Actress Vera Farmiga attends the "Higher Ground" premiere at the...

Actress Vera Farmiga attends the "Higher Ground" premiere at the AMC Loews 19th Street East 6 theater in Manhattan. (Aug. 15, 2011) Credit: Getty Images

Carlton Cuse, in his first series since "Lost," arrives on a screen near you Monday with his new show, "Bates Motel."

Quick description -- a "contemporary prequel" to Hitchcock's '60 classic, "Psycho."

 What do I think? On to the jump! But here's a question that I never get into in the review, and is not addressed in the show itself -- why is A&E/Cuse rewinding this "Pyscho" prequel to the present day?
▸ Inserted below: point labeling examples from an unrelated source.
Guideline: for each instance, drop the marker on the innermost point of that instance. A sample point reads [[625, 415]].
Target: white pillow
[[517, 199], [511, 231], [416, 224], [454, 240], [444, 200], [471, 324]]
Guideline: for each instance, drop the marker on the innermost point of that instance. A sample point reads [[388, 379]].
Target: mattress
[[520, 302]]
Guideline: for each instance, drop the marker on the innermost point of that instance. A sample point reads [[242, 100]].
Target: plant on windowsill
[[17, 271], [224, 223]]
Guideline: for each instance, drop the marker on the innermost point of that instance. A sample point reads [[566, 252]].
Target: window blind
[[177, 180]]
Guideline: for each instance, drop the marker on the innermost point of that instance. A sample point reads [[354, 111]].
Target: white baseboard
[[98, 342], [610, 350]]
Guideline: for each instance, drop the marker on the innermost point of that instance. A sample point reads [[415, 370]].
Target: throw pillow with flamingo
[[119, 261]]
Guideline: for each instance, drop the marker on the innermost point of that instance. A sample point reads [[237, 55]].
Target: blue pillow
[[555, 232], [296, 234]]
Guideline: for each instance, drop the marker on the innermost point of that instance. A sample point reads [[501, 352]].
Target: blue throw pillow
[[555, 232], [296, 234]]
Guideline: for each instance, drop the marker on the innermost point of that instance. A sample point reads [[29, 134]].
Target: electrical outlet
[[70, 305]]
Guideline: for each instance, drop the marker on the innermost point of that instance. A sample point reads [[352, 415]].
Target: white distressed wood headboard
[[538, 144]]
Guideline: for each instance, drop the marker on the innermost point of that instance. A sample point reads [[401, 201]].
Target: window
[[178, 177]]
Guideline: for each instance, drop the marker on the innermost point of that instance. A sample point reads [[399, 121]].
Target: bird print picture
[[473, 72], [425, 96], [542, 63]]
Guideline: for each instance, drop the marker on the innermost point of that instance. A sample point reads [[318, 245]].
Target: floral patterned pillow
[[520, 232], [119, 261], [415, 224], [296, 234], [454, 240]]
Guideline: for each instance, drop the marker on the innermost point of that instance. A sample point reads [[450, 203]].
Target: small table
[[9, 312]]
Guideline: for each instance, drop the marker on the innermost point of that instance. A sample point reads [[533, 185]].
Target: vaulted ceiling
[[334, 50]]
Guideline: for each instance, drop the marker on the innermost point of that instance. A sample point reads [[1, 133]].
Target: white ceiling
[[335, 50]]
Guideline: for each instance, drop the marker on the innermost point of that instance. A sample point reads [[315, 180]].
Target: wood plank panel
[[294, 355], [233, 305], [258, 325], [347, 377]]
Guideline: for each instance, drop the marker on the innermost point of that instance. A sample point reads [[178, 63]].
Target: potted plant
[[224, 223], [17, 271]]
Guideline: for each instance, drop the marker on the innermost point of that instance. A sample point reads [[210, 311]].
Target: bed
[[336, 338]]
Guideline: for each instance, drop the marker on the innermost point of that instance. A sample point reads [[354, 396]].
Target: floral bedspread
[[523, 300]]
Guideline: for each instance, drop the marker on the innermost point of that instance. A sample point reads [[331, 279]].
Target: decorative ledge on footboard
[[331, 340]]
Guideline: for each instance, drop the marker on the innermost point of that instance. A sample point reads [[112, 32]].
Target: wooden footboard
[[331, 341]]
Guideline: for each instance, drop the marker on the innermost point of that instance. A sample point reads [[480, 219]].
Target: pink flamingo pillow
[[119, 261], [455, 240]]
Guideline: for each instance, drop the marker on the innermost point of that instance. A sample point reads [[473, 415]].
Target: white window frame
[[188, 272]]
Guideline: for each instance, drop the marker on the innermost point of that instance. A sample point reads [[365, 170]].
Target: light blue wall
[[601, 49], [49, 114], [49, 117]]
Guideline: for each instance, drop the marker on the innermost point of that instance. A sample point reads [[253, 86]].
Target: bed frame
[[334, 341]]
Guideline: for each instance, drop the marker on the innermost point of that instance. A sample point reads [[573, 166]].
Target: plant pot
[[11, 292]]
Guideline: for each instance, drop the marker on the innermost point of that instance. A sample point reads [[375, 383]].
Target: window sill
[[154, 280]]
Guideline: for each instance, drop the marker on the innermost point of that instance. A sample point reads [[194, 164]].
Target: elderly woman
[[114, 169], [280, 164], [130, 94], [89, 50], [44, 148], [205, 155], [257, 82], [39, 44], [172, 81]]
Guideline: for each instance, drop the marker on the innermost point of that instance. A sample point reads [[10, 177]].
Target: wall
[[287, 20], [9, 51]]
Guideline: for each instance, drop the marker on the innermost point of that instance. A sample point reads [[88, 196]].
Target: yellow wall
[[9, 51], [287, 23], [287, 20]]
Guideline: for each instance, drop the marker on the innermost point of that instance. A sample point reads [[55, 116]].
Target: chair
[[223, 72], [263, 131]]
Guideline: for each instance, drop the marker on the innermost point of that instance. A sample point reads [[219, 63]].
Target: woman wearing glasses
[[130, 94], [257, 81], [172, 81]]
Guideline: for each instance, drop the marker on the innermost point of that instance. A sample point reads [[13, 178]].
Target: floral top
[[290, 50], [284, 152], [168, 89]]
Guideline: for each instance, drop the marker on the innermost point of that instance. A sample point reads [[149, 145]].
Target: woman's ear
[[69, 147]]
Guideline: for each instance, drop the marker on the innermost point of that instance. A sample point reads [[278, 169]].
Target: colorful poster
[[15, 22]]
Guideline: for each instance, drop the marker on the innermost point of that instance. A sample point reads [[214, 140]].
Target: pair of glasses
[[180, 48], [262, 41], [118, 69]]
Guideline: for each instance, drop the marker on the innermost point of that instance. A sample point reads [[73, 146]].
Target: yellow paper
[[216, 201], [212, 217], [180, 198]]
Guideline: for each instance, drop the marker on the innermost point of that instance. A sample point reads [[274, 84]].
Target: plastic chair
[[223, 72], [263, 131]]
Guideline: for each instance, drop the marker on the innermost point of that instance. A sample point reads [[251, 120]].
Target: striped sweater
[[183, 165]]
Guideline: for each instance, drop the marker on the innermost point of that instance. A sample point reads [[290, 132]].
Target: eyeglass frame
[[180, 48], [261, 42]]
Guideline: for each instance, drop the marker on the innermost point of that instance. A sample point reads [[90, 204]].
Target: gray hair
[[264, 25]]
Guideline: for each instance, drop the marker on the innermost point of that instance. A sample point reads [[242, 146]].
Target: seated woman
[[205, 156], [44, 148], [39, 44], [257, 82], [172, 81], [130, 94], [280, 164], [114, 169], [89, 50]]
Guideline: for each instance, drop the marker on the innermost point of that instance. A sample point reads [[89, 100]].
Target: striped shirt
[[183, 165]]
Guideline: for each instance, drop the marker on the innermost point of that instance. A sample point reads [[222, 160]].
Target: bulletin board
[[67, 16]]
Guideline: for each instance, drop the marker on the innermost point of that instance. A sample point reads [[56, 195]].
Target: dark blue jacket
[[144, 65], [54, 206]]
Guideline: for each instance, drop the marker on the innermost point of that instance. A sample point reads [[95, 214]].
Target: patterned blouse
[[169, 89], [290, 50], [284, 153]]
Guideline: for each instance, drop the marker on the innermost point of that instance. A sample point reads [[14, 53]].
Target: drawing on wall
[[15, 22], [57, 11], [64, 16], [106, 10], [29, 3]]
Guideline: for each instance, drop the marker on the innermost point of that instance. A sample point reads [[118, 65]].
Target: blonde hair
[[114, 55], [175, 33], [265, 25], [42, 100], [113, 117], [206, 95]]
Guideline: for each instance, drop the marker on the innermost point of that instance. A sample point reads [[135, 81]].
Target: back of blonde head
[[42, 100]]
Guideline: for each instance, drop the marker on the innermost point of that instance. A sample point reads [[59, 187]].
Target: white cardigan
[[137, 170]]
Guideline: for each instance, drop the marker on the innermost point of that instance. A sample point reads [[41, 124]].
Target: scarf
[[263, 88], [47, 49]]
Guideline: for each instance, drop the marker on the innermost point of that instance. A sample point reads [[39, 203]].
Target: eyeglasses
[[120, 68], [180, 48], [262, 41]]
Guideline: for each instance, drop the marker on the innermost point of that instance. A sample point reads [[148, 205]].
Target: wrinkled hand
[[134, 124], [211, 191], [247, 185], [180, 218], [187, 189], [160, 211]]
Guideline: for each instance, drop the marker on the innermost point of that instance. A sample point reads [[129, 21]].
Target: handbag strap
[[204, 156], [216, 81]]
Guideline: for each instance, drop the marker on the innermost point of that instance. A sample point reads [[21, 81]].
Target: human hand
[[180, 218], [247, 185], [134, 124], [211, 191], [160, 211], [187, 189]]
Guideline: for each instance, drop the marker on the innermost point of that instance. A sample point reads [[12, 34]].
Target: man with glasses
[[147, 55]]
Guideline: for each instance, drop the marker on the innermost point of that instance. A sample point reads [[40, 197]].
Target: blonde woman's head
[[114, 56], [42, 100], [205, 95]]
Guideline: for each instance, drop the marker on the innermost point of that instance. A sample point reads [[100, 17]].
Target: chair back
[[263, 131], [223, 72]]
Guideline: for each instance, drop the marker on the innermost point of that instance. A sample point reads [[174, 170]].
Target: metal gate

I mean, really: That's odd because how can one reimagine Norman when in fact he was pyscho back in 1960?  Why not (say) set this series in 1950 when Norman Bates was a teen like Freddy Highmore's character? Doubtess this came up at the Winter Press tour (I was not in attendance). But I have a theory: It's more expensive to mount a period piece, with costumes, cars, buildings, everything.  Always look to the money in TV. 

"Bates Motel," A&E, 10

What it's about: After her husband's unexplained death, Norma Bates (Vera Farmiga) uproots her son Norman (Freddie Highmore) and heads to the seaside motel in northern California that she bought with the life insurance payout, and has renamed "Bates Motel." Norma knows how to work her son's guilt and keep him under control - which erodes when he meets Emma Decody (Olivia Cooke) at school. Meanwhile, Sheriff Romero (Nestor Carbonell), his deputy, Zach Shelby (Mike Vogel), and high school beauty, Bradley Martin (Nicola Peltz) add more complications, as does Norman's half-brother, Dylan (Max Thieriot). Billed as a "contemporary prequel" to Alfred Hitchcock's 1960 classic, "Psycho," and produced by "Lost's" Carlton Cuse.

My say: Who cares what a TV critic has to say about "Bates Motel?" What of the master himself, Hitch? He'd quite possibly be pleased AND puzzled. Pleased, because there are some smart, interesting touches here; puzzled, because other than the replica of Ma Bates' final resting place (that house), "Bates Motel" is no reflection of the original. There are plenty of other movie and TV tangents -- strains of "I Know What You Did Last Summer," "Play Misty For Me," even "Vampire Diaries" and "Twin Peaks."

The title of tonight's premiere, "First You Dream, then You Die," refers to an unfinished story by '30s-era noir crime writer, Cornell Woolrich, who (yes) lived with his mother as an adult and inspired Hitchcock's "Rear Window."

 Though clearly indebted to movie history, Cuse has re-imagined Norman as a youth without making any attempt to re-imagine "Pyscho." Instead, this feels like a thoroughly modern cable drama, with (sadly, now requisite) brutal violence, a high school storyline,, and strange townies with stranger backstories. With the exception of intriguing, soulful, Emma, none of the characters really jump off the screen and into your lap. The acting is solid all around - just not entirely convincing. Remember: You are watching Norman BATES, before he turns into the knife-slashing monster of Janet Leigh's worst nightmare.

Cuse and A&E would have been better advised to give the motel a different name and start fresh.

Bottom line: Unrecognizable as Hitchcock, but not as latter day primetime, with blood, lust, and mysteries -- a lot of those.